Lesson 03 - Choosing and Characterizing Metrics

Metric Definition

How are you going to use the metric
- invariant
  - is number of users same
  - is distribution of users - age, gender, geo etc. same?
- evaluation
  - business metric
    - how much money do you make
    - how many users you have
    - how many students get jobs after the course
  - detailed metric
    - how long people stay on page
    - useful for digging into problems e.g. UX research for why users are not finishing the class
defining metric
- high level concept of a metric => 1 sentence summary that anyone can understand
  - active users
  - click through probability
- details of metric
  - active
    - 7 day active?
    - 28 day active?
    - which events count towards activity
- a number to measure this
  - sum
  - count
how many metrics?
- sanity metrics may be multiple
- evaluation metric
  - may be single. Some companies do this
  - may be multiple
  - leaders may want multiple metrics to see how things move
- can create a composite metric
  - called objective function or OEC (Overall Evaluation Criterion)
  - people shy away from it because
    - getting everyone to agree to definiton is difficult
    - may overoptimize for one rather than other one
    - when people ask why is it moving then we may have to look at the individual metrics anyway
- sometimes having a metric that is less optimal for your current test but works well enough for suite of tests is more suitable so that you can compare it. Introducing anything custom introduces risk

This paper discusses the OEC, or overall evaluation criterion, in more detail.

High level concepts for Metrics

Business Objective

Help students get jobs
Financial sustainability of the company itself

May want to keep track across platforms i.e. people may start on android and continue on desktop
each of the stage is a metric i.e. how many people reached that point
may want to keep track of exact number at some key points and rates (or probabilities) for all other stages
- because we want to track how many people enter the funnel (as invariant metric) and then increase the rate at which people progress down the funnel (as evaluation metric)

Difficult Metrics (difficult to measure)

Don't have access to the data
Will take too long to collect the data
e.g.
- Rate of returning for 2nd course
  - Data present but will take too long
- Average happiness of data
  - Do not have data
- Probability of finding information via search
  - Do not have data

Other techniques for defining metrics

for generating new ideas for metrics as well as validating your existing metrics
e.g. survey, retrospective analysis, focus groups
external data
- companies that collect fairly granular data about market share, verticals
- companies that put together data for user that visit websites like comscore, Nielsein
- companies that run surveys of users
- academic papers
  - may run experiments, correlation studies
  - e.g. for eye tracking you may have a study
    - gets people in lab and make them read a page
    - collect data about
      - how much time it took to read the page
      - how much time it took to turn pages
- great in brainstorming
  - may give you an idea about how to analyze your data
- great in validating
  - my numbers are X but my whole industry has Y which is totally different.
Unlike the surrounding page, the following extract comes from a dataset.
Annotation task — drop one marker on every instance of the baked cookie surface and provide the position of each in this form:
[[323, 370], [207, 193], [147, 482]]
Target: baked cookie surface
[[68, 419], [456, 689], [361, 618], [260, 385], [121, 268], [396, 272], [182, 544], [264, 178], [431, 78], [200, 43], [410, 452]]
So there is something going on
internal data
- already gathered data or data that needs to be gathered
- data captured from data/logging data
  - how metrics that you are interested in change in response to
    - changes you made in the past
    - experiments that you have run
    - big spikes in your business
  - e.g. in a class there are a lot of students getting stuck on a quiz then you may want to go and check you logs to see whether the quiz is taking more time for everyone or just the few students?
  - these analysis show you correlation not causation
talk with you colleagues
- may have worked in different companies, in research and may have ideas about metrics that can be used
take into account company culture while defining business metrics
- some may want to add more users
- some may want to make existing users happy
user experience research
- good for brainstorming
- in-depth information
- special equipment can be used e.g. special equipment to track eye movement to see what user look at even when they did not click on it
focus groups
- bunch of users for group discussions
- risk of group think
surveys
- useful for metrics that you cannot directly measure
- cannot be directly compared with any other data source

Additional techniques for the same are present here https://storage.googleapis.com/supplemental_media/udacityu/3954679115/additional_techniques.pdf

Applying other techniques

homepage views can be compared with external sources such as hitwise, comscore etc.
if completion is less then User Experience Research can be done
- if video takes time to load then latency can be measured
- if things are difficult to find then they can moved around
if data is not present e.g. how many people got jobs then surveys can be used

Metric Definition and data capture

which data to look at?
- do we filter data?
- which events to count for numerator and denominator
- summary statistics?
build intuition
- what changes in your data and metrics your system can/cannot produce
  - 10% change in CTP is un-realistic. Most probably a bug in experiment
how to define metrics?
- decide which of the events count?
  - total clicks/total pageviews?
  - unique clicks per cookie / unique pageviews per cookie
- other things
  - page load but no click.
  - page load and after 15 minutes it clicks
    - is the lag important?
    - if the 2 times on different days then do we consider them to be related or not related
  - may want to look the data at day level, time of days, minutes, weekday effects, weekend
  - technology being used
    - some browser do not support jaavscript. thus events may not come at all

Example of defining metric

High-level metric: click throigh probability
Def 1 (Cookie probability): For each , number of cookies that click divided by number of cookies
Def 2 (Pageview probability): Number of pageviews with a click within divided by number of pageviews
Def 3 (Rate): Number of clicks divided by number of pageviews

Filtering and Segmenting

filtering may need to happen due to external traffic
- suspicious traffic needs to filtered out or at least flagged
need to filter if your results only effect subset of users
- only English users
- only Mobile users
filtering to only affected users can increase power and sensitivity of experiment
done to de-bias the data
need to take care that it does not introduce bias in your data
- say if a metric can only be measured on logged in users then you may bias the data as some new users/non-commital users may not have created account. So you are biasing your data towards more committed users
one way to do that is to slice your data to check whether you want to apply the filter or not
- say by geography, language, platform
- calculate metric for all slices separately
- if spam is coming from a particular country then it makes sense to filter it out. But if the filtering is happening disproportionality then the bias may be increasing
Build intuition. Get an idea of what is expected and what is unexpected
look at data over time in slices, see if there are patterns
looking at data as per segments can be useful as it can be good for evaluating definitions (looking at the data segment-wise) and helps in building intuition

We look at total active cookies and we see a spike. Is the spike due to weekly variation? A good to check that is to look at week-over-week plot i.e. plot data of point in week compared to previous week's data. The spike is still there. Hence, this is not due to weekly variations.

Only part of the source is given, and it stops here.